Боярин ушел, а Николай впал в задумчивость, что на этот раз ему готовит судьба? И к добру ли этот вызов на самый верх? Когда о нем Николай рассказал своему крестному, тот вновь засуетился. Приказал прислуге привести в порядок всю праздничную одежду Николая. Крестный прямо весь горел от нетерпения и никак не мог дождаться завтрашнего дня.
Но все когда-то заканчивается и все когда-то начинается. Вороной конь доставил Николая в Кремль. Астений Порфирьевич не упустил возможности еще раз придирчиво с ног до головы оглядеть одеяние Николая, но никаких изъянов не нашел. На чем и успокоился. Наконец двери в Грановитую палату открылись и их пригласили войти. На троне, в окружении лишь нескольких самых доверенных бояр и охраны, сидел Иван Грозный. Среди присутствующих бояр был и друг крестного – думский дьяк Андрей Яковлевич, но он даже не подал и виду, что знаком с Николаем. Царь исподлобья взглянул на вошедших. Те, сняв с головы шапки, поклонились ему и велеречиво поздоровались. Царь лишь коротко кивнул в ответ, а затем подозрительно посмотрел на Николая.
– Мне докладывали о твоих успехах в Твери, чему я всемерно доволен. Ты выполнил мой приказ, и теперь московские купцы, насколько мне известно, беспрепятственно торгуют и ездят по тамошним землям! Но сейчас я желаю говорить не об этом. Тебе удалось пресечь злейшую крамолу – заговор заморских продажных людишек против государства нашего! Мои люди мне уже докладывали, что им удалось добиться признаний от заморских ворогов. Но мне хочется слышать твои выводы о том, что ты думаешь о врагах наших и что они супротив государства нашего и меня замышлять хотели!
– Великий государь наш! Прошу тебя не гневаться, если речи мои не будут тебе по нраву, но таково мое видение замыслов врагов твоих. Если позволишь, то я расскажу, как мне представляются их действия?
Иван Васильевич в знак согласия лишь слегка наклонил голову, и Николай продолжил:
– По твоему поручению, государь, я расследовал обстоятельства гибели боярина Смелякова. Вначале я провел изучение его трупа и пришел к выводу, что он погиб не сам. Его сначала убили узким лезвием шпаги, а затем в ту же рану воткнули его собственный нож. Перед своей гибелью боярин Смеляков боролся со своим убийцей. На это указывал обрывок ткани с золотой пуговицей в его кулаке. Далее я обследовал место гибели боярина Смелякова и пришел к выводу, что убийца его настиг в кустах, когда, прости меня, государь, боярин справлял свою нужду там. Кусты у реки Напрудной в это время скрывали его от остальных участников охоты, чем и воспользовался убийца. Там же, в кустах, я нашел второй предмет, принадлежащий убийце. Им оказалась золотая табакерка, которую убийца носил у себя в кармане камзола. А так как боярину Смелякову удалось оторвать этот карман, то табакерка выпала и затерялась в кустах. В спешке убийца ее сразу не обнаружил и уехал с места преступления.
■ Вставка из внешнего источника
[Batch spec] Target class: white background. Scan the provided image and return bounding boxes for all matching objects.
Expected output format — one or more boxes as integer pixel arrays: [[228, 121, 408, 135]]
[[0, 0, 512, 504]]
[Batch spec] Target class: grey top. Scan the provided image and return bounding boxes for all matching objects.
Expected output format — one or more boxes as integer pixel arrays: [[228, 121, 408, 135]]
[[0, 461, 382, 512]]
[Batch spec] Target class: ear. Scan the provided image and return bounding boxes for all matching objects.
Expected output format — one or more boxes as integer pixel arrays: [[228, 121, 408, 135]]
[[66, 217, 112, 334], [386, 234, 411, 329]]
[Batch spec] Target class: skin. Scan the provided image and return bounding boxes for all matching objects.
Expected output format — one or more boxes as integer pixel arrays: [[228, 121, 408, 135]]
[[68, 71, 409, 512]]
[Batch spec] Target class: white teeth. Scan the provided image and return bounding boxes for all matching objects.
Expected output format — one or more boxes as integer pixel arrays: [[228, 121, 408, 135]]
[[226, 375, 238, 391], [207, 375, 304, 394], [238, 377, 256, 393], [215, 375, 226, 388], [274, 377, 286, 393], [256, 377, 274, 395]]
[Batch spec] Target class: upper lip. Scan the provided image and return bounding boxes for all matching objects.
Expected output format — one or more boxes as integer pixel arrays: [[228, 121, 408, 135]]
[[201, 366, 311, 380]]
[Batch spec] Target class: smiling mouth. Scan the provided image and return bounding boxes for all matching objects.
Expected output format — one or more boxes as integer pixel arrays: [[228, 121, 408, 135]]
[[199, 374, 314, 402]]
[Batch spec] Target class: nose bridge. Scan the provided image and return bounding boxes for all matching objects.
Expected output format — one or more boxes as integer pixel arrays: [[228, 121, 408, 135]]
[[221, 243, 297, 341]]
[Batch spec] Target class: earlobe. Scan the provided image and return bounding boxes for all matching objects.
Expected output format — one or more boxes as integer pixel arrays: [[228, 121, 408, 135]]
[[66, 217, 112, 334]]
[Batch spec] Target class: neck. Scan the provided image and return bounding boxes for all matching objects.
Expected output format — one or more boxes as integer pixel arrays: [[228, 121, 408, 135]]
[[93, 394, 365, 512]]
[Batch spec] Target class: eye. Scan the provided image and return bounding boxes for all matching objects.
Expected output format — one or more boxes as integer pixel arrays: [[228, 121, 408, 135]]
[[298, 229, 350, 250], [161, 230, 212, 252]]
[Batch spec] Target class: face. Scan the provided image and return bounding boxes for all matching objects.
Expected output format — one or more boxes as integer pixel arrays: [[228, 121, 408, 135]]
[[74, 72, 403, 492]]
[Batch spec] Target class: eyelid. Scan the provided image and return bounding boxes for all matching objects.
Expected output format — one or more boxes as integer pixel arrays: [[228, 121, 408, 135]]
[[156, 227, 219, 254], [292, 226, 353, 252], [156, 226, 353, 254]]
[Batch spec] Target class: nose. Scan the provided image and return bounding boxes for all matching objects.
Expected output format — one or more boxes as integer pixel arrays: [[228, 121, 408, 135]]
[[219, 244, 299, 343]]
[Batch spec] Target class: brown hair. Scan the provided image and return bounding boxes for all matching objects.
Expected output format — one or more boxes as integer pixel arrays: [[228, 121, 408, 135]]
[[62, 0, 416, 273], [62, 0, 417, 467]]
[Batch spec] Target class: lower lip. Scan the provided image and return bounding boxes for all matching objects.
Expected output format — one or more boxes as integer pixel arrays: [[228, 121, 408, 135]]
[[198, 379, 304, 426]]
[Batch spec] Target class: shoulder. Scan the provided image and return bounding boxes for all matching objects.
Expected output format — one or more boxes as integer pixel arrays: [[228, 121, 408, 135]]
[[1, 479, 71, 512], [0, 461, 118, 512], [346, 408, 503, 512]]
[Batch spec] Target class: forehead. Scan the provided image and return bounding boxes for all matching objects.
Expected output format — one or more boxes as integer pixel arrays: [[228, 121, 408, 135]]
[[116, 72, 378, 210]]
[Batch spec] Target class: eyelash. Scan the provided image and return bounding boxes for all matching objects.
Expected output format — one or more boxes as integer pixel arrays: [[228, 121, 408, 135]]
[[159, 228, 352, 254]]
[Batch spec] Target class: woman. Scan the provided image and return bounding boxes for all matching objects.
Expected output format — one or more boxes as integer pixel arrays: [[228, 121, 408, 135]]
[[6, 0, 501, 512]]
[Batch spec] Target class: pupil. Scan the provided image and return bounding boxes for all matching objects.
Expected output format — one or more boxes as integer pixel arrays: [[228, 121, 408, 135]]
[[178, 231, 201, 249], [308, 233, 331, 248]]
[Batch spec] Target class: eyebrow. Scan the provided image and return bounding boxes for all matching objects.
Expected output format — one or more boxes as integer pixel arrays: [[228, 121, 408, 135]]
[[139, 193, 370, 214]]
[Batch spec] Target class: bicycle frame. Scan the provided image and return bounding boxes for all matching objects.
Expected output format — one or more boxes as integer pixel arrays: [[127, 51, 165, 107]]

Далее ловчий по имени Прошка из села Напрудное и немецкий ювелир Карл Дитрих из Немецкой слободы указали мне на владельца этих вещей – литовца Антонавичуса Дордемайтиса. Ты, государь, его знаешь под именем Антона Дордомыжского.
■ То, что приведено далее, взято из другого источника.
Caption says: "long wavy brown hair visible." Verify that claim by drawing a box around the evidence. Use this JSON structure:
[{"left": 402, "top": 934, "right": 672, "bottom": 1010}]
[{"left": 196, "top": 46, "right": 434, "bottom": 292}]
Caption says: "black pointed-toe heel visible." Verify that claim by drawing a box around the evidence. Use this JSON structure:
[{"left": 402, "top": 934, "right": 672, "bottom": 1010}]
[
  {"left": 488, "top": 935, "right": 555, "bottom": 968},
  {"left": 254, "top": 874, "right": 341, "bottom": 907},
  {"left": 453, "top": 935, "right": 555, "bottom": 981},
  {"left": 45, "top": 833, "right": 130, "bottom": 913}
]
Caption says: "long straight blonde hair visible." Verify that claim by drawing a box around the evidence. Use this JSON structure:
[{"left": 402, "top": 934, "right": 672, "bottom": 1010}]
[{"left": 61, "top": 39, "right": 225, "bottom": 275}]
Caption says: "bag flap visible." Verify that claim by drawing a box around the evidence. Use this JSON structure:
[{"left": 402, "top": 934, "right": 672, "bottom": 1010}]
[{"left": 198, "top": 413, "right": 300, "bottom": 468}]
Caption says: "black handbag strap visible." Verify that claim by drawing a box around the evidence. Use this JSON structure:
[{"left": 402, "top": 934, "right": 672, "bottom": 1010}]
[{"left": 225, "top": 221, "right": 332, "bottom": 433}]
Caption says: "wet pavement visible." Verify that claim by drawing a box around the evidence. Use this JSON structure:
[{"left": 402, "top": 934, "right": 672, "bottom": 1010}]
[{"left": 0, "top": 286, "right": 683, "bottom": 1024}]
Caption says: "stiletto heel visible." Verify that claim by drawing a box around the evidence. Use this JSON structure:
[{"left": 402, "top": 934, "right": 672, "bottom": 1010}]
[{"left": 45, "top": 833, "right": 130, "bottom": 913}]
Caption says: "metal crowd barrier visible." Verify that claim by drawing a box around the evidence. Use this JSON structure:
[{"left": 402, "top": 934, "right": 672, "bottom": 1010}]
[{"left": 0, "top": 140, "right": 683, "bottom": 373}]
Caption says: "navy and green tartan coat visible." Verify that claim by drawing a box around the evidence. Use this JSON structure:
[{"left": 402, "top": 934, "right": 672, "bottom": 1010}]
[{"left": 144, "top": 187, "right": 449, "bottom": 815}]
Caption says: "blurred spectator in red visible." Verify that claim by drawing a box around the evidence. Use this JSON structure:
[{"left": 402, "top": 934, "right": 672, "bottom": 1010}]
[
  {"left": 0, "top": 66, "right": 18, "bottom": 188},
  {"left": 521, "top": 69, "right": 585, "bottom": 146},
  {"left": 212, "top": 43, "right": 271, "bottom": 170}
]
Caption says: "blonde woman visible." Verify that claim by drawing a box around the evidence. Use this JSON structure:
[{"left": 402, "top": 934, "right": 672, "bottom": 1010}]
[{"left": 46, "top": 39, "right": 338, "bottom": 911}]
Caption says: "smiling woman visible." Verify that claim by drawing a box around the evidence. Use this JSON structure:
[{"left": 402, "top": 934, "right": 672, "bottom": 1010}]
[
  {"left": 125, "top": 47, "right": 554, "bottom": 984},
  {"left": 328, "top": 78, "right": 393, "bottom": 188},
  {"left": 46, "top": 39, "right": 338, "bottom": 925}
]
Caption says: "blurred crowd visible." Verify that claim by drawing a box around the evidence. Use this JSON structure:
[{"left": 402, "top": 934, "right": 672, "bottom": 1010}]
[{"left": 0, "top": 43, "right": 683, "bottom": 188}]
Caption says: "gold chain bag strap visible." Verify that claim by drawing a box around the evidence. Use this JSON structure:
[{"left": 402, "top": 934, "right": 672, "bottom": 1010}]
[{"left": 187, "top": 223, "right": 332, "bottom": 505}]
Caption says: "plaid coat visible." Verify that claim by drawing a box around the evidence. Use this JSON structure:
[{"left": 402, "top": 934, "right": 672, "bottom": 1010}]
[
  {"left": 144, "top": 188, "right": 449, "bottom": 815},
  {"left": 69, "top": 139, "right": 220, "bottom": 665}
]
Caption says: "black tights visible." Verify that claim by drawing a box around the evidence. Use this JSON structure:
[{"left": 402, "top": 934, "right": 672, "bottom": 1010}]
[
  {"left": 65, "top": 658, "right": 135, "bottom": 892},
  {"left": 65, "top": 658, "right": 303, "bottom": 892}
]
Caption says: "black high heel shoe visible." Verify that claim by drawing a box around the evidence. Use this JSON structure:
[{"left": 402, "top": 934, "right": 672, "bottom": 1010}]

– Вот он, вор! Змий ползучий! – гневно крикнул царь и оглянулся на стоящих рядом бояр так, как будто именно они участвовали в заговоре против него. – А я его на груди своей пригрел, обласкал своим вниманием за страдания евоные в ливонском полоне! А он, значит, вон как подлюка поступить надумал! Дальше сказывай, боярин!